The sword in question was presented to Colonel Rush Hawkins at the end of the Civil War by New York citizens in recognition of his war feats, including the formation of the 9th New York City Volunteers regiment that served in the Union Army. Hawkins donated the sword to the collection in 1907. The sword was noted to have vanished from the collection in the mid-1970s, before turning up on display at the municipal Lee Hall Mansion in Newport News, Va. in December 2010 on loan from the Tharpes' personal collection.

The University filed a lawsuit in January 2011 against Newport News as a legal tactic to uncover the names of the persons who loaned the sword to the museum. Once the names were revealed, the city was dismissed from the case.

The University subsequently sued the Tharpes, noted Civil War collectors, in the U.S. District for the Eastern District of Virginia, claiming true ownership of the sword and its accompanying scabbard. The University still has the sword's matching presentation box, which is stored in the John Hay Library.  

Until the trial date, the $750,000-valued blade rests in a high-security vault with other art and artifacts in New York City. Meanwhile, the original counsel for the defendants has withdrawn, and a new counsel has been requested. 

Alan Silber, the Tharpes' former attorney, left counsel in October 2012 due to "a communication breakdown between him and his clients," according to a memorandum order from the court. He said he is not willing to provide comment beyond what is said in public records. David Fudala, a civil lawyer based in Fairfax, Va., is the Tharpes' new and current attorney. 

"The change in defense attorneys hasn't affected Brown's legal strategy at all," said Beverly Ledbetter, the University vice president and general counsel. "Our legal strategy is simple: We own it; it was stolen; we want it back."

The Tharpes claim they acquired the sword in good faith and that the University is too late in recognizing ownership of the sword. But Ledbetter said the defendants' claim is not legitimate, especially because they have been changing their legal argument for months. The University, on the other hand, has remained true to its word, she said. 

Colonel Hawkins' sword is unique - not only is it one of the only swords commissioned by a regiment, but it is also one of the few made by Tiffany & Co. Since it was personally gifted to the Annmary Brown family collection, the sword also plays an important role in the University's history.

"We intend to win the case," Ledbetter said. "The University does not want to give away a part of its history nor set a precedent of doing so."

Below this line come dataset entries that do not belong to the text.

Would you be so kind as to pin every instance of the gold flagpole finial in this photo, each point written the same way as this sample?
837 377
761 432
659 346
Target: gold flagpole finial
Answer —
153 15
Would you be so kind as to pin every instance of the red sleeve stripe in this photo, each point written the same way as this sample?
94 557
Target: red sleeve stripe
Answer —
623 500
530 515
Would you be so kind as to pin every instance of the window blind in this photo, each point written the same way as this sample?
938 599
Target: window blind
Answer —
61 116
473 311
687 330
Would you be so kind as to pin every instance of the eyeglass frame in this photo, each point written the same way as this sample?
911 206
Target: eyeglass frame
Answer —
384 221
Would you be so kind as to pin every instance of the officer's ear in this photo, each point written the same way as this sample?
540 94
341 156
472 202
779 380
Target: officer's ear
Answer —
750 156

Correction: A previous version of this article incorrectly quoted Beverly Ledbetter, the University vice president and general counsel, as saying of a lawsuit filed by the University in early 2011 for the theft of a Tiffany & Co. silver presentation sword, "Our legal strategy is simple - we own it, they stole it and we want it back." In fact, Ledbetter said, "Our legal strategy is simple: We own it; it was stolen; we want it back." The article also refers to Donald and Toni Tharpe as "the couple accused of stealing the missing sword." In fact, what is in dispute is the couple's claim to ownership of the sword, not the sword's theft. The Herald regrets the errors.